Revenues for the first quarter of $1.233 billion were reported in the SS&C financial results. According to company officials, it was up 5.1% from $1.173 billion in the same period of the previous year. The vendor posted a $174.9 million first-quarter profit. SS&C declared total revenues of $4.667 billion for the entire year 2020.

In a prepared statement, Stone stated that “as we rise from this global epidemic, our pipelines are building. Also, our workforce is growing, and we intend to deliver client solutions.”

According to Stone, “We are developing a number of new technologies. This includes institutional and investment management, insurance, and transfer agency next-generation solutions. The need for cloud-based solutions has increased, and the digital experience has improved. Also, user interfaces have been made simpler as a result of the previous 12 to 14 months( as of April 2021). We are eager to profit from these developments.”

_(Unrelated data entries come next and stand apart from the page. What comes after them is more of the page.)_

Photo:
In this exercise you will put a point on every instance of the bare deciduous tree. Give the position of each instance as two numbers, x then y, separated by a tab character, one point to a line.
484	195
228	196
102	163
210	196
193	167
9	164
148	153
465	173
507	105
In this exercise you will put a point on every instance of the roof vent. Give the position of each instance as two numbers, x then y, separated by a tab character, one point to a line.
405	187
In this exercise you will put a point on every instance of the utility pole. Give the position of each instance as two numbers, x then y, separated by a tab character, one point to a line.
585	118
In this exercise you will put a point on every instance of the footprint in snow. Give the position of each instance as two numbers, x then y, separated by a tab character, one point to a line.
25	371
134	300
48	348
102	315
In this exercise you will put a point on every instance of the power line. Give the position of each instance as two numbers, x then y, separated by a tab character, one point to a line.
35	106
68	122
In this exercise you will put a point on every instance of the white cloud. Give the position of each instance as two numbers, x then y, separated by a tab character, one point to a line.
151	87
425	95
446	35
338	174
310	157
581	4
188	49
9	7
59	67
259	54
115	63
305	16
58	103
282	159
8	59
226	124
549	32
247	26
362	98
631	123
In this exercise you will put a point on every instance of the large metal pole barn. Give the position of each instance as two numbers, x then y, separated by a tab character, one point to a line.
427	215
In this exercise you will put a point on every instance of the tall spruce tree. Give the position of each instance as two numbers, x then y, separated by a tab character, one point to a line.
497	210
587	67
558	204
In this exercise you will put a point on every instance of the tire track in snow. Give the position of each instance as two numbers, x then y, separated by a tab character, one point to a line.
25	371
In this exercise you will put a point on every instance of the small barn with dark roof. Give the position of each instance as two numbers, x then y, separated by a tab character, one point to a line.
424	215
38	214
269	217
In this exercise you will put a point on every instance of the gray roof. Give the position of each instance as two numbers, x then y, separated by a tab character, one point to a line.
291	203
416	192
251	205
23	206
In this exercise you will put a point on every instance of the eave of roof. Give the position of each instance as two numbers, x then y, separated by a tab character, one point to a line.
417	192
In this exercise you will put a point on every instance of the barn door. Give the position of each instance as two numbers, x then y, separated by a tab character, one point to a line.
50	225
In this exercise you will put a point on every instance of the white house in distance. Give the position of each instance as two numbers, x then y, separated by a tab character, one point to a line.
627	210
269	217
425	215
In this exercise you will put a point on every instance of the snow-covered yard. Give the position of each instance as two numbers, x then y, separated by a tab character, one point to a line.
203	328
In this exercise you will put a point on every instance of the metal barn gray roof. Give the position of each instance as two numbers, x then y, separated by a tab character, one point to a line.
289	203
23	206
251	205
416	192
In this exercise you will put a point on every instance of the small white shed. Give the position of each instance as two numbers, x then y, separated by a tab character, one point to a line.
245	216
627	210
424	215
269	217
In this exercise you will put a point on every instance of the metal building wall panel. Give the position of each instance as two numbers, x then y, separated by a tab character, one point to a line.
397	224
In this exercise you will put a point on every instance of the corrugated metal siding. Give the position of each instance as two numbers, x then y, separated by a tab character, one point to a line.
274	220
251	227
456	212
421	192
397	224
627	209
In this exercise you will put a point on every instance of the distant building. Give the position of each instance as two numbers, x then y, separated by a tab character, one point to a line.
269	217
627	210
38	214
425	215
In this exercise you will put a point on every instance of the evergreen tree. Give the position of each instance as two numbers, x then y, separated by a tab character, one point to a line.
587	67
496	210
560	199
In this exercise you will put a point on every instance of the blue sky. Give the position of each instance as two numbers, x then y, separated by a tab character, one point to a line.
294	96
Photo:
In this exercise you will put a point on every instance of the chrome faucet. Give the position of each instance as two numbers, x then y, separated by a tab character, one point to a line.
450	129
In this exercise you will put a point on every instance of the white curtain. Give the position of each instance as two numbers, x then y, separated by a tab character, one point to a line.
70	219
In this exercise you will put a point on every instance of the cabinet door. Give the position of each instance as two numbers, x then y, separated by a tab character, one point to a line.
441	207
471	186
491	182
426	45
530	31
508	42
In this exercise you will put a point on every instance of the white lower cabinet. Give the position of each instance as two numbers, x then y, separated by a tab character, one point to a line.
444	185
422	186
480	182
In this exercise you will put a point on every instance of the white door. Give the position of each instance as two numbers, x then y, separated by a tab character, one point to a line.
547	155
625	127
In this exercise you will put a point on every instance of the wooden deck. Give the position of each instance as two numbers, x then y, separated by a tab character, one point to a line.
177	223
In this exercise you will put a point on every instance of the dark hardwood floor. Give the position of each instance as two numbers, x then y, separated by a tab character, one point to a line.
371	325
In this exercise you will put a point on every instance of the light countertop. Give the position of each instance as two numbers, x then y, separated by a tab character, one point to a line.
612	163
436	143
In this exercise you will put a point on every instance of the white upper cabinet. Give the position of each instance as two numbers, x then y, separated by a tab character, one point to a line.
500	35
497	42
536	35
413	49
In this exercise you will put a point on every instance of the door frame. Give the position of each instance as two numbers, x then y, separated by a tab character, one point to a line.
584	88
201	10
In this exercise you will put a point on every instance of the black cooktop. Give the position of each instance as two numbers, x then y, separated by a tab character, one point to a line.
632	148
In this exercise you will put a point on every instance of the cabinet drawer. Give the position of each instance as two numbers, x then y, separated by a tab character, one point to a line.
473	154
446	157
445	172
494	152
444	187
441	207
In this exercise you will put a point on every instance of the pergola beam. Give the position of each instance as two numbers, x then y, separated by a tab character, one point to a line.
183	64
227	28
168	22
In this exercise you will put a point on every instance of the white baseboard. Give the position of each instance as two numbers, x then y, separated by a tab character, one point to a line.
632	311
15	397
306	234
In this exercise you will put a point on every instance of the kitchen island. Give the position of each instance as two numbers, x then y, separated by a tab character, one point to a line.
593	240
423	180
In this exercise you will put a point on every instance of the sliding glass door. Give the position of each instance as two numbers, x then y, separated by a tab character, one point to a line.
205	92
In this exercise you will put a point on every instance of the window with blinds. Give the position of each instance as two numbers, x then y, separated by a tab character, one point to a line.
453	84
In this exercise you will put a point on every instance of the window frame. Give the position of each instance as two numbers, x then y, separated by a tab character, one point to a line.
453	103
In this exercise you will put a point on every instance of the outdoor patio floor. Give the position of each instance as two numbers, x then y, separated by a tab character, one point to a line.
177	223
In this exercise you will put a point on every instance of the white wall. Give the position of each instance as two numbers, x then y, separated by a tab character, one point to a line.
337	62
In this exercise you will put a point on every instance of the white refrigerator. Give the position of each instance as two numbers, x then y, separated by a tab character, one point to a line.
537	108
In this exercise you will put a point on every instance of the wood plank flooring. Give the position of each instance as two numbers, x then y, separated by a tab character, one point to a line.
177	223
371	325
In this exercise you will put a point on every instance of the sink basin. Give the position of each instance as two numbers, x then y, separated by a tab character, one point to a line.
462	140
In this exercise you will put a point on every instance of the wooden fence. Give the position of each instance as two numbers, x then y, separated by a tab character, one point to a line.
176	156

On August 2, 2023, SS&C Technologies Holdings, Inc. released forecasts for the third quarter of 2023 from the SS&C Intralinks Deal Flow Predictor. It is a quarterly publication of upcoming merger and acquisition (M&A) announcements.

The banking and real estate sectors continue to be a source of concern. But Ken Bisconti, co-head of SS&C Intralinks, noted that there are signs that market confidence is growing. “Deal flow is improving after a challenging start to the year. Some industries, including technology, provide appealing opportunities. Overall, we continue to have a cautiously optimistic outlook for H2 2023 volume. It is especially true if the equities markets continue to improve and inflationary pressures subside.”